L’alcool fait partie de la vie des Québécois. Il est utilisé pour célébrer, socialiser, se détendre, se faire plaisir, réduire le stress et, même, pour éloigner temporairement certains problèmes. Il est si présent qu’on oublie qu’il agit sur le système nerveux, la perception, l’humeur et la conscience, au point parfois de les modifier d’une manière permanente.

Chez les adultes 

  • En 2015-2016, 84 % des hommes et 79 % des femmes consomment de l’alcool, ce qui en fait la province où le nombre de consommateurs est le plus élevé [1]. Même si les hommes sont encore plus nombreux à boire que les femmes, cette différence de consommation tend à diminuer.
  • En 2018, 21% des consommateurs de 12 ans et plus déclarent avoir consommé de manière abusive, c’est-à-dire boire, au moins une fois par mois, plus de cinq verres en une occasion pour les hommes et quatre verres pour les femmes. On observe davantage d’abus d’alcool chez les 18-34 ans [2].

Chez les femmes enceintes

  • Boire de lalcool pendant la grossesse est risqué pour le fœtus. Des difficultés légères jusqu’à un handicap important peuvent en découler. C’est ce que l’on nomme les troubles du spectre de l’alcoolisation fœtale.
  • Depuis plus de 10 ans, aucune statistique québécoise sur la consommation d’alcool pendant la grossesse n’a été publiée.
  • Selon différentes enquêtes menées de 2005 à 2008, entre 17 % et 36 % des femmes  admettent en avoir consommé alors qu’elles étaient enceintes [3].

Chez les adolescents 

Selon l’Enquête québécoise sur la santé des jeunes du secondaire 2016-2017 [4] :

  • Plus d’un élève du secondaire sur deux (53 %) a consommé de l’alcool au cours des 12 derniers mois ;
  • 81% des élèves de 5e secondaire consomment de l’alcool ;
  • Plus de 3 élèves sur 10 avouent avoir consommé de manière excessive.
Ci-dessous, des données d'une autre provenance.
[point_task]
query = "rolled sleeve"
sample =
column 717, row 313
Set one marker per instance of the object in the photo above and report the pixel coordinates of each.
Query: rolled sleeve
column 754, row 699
Conduite avec facultés affaiblies

  • Alcool et conduite automobile ne font pas bon ménage. Il brouille les perceptions, les réflexes et la concentration. Il peut aussi troubler la vision et causer des étourdissements.
  • Le risque de mourir dans un accident de la route est multiplié par 6 avec un taux d’alcool dans le sang qui dépasse 0,05 [5].
  • À l’exception du Québec, toutes les provinces canadiennes sanctionnent les conducteurs dont le taux d’alcool dans le sang dépasse 0,05. Au Québec, seuls les jeunes conducteurs et les conducteurs de véhicules lourds ont des limites inférieures à 0,08.
  • L’alcool au volant est un tueur important, surtout chez les jeunes de 16 à 34 ans. En 2018, plus de 20 % des conducteurs décédés ayant subi un test d’alcoolémie dépassaient  la limite légale de 0,08 [6] ;
  • Selon un sondage mené dans le temps des Fêtes 2019 par Alco Prévention Canada, plus de la moitié des personnes dont le taux d’alcool dans le sang était supérieur à 0,08 ignoraient qu’ils dépassaient la limite permise [7].

Publicité et promotion

Nous sommes tous exposés, consciemment ou inconsciemment, à de nombreuses publicités et promotions d’alcool. Elles sont partout!

  • On les retrouve dans les commerces, sur des abribus, dans des vitrines de dépanneurs ou de succursales de la SAQ, sur des panneaux d’autoroute, sur des colonnes de rue, dans les arénas, dans le métro, etc.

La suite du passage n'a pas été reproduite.